Damals stand der Singkreis vor seinem 20. Geburtstag, am 17. Januar 1947 war er gegründet worden. Bei „Mutter Wittig“ hatten sich die Sänger und Sängerinnen zur allerersten Probe getroffen. 200 Interessierte hatten sich auf die Gründungs-Annonce im Bochumer Anzeiger gemeldet. Der Name des Projekts war Programm: Als „Junger Chor Bochum“ wollte er nach den Schrecken des Krieges für einen Neuanfang stehen.

Der Musikliebhaber Günter Hildebrandt, von Haus aus Banker, hatten den Chor ins Leben gerufen. Rasch wuchs er zu einem Ensemble, welches das Konzertleben Bochums aktiv mitgestaltete. 1970 erfolgte ein Generationswechsel. „Mit dem neuen Dirigenten Heribert Buchholz änderte der Junge Chor auch seinen Namen, seitdem heißt er ,Der Neue Chor der Stadt Bochum’“, weiß Heidrun Rapp, die das Chorleben seit jenen Tagen aktiv miterlebt hat.

Gesang und Geselligkeit

Mit Buchholz, einem professionellen Musiker, entwickelte sich der Chor zu einem vielseitigen Vokalensemble. Geboten wurde und wird vornehmlich anspruchsvolle A-cappella-Musik des 16. bis 20. Jahrhunderts.

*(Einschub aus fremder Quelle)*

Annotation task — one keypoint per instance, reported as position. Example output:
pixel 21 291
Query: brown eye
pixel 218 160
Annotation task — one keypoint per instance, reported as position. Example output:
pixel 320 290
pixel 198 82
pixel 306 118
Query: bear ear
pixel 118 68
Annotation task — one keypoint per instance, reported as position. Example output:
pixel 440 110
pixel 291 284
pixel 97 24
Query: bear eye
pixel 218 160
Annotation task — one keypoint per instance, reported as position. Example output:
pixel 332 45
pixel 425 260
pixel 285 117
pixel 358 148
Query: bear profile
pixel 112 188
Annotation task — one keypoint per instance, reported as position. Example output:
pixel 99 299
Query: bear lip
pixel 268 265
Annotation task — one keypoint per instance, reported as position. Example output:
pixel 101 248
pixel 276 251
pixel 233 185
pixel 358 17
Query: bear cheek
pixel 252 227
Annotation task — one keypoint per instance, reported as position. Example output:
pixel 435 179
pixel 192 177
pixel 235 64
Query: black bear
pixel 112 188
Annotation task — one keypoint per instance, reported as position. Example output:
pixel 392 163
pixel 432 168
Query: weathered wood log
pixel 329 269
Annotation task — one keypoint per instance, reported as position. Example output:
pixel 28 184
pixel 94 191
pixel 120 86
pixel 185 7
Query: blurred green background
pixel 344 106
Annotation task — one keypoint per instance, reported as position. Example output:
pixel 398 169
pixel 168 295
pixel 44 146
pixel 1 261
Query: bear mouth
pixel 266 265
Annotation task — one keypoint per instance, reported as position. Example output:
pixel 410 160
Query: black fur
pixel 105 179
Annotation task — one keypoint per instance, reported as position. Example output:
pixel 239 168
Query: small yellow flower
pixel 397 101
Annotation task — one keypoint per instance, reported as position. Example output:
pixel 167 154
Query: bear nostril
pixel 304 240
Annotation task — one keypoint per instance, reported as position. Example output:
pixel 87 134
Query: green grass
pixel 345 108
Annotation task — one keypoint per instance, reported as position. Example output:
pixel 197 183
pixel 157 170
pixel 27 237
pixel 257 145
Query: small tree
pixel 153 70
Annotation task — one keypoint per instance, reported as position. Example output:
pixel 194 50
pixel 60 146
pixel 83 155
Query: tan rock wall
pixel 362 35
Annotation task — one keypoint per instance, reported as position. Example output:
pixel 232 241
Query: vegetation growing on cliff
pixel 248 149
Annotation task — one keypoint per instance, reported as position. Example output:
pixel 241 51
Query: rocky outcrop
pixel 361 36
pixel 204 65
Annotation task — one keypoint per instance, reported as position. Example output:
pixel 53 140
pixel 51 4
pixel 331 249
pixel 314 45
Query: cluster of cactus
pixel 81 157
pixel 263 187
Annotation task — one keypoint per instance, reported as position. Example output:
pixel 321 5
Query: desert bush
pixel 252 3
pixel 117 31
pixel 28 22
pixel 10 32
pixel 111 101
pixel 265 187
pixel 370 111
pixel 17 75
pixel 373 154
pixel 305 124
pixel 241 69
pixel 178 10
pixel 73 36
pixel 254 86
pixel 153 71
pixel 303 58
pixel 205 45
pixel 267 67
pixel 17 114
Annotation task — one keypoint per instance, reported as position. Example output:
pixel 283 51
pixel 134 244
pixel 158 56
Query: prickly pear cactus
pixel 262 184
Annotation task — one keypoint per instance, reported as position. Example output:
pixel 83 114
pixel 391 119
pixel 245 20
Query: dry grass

Neben „Chor pur“ gehören instrumental begleitete Konzerte zum Repertoire. Die Mitwirkung bei den großen chorsymphonischen Projekten der Bochumer Symphoniker gehört zu gepflegten Traditionen des Vereins.

Der Neue Chor steht für Top-Klangqualität, die natürlich kein Zufall ist, sondern Ergebnis intensiver Probenarbeit. Stimmbildung und eine ergiebige Chorarbeit, zu der auch Konzertreisen nach Italien, Mecklenburg, Sachsen und Thüringen zählen, haben den Neuen Chor stets wachsen, aber eben auch nicht „einrosten“ lassen. Unter Leitung des seit 20 Jahre amtierenden Sebastian Voges hat sich das 61 Mitglieder starke Ensemble – davon 45 aktive Sänger/innen – für diesen Herbst eine Konzertreise nach Quedlinburg und Halberstadt vorgenommen. „Neben dem Gesang spielt bei uns die Geselligkeit eine wichtige Rolle“, verrät Heidrun Rapp.

Als nächstes stellt sich der Neue Chor mit seinem Sommerkonzert am Sonntag, 21. Mai, im Anneliese-Brost-Musikforum vor. Geboten werden dann A-cappella-Kompositionen von Clara und Robert Schumann, Samuel Barber, Johannes Brahms und – Wolf Biermann.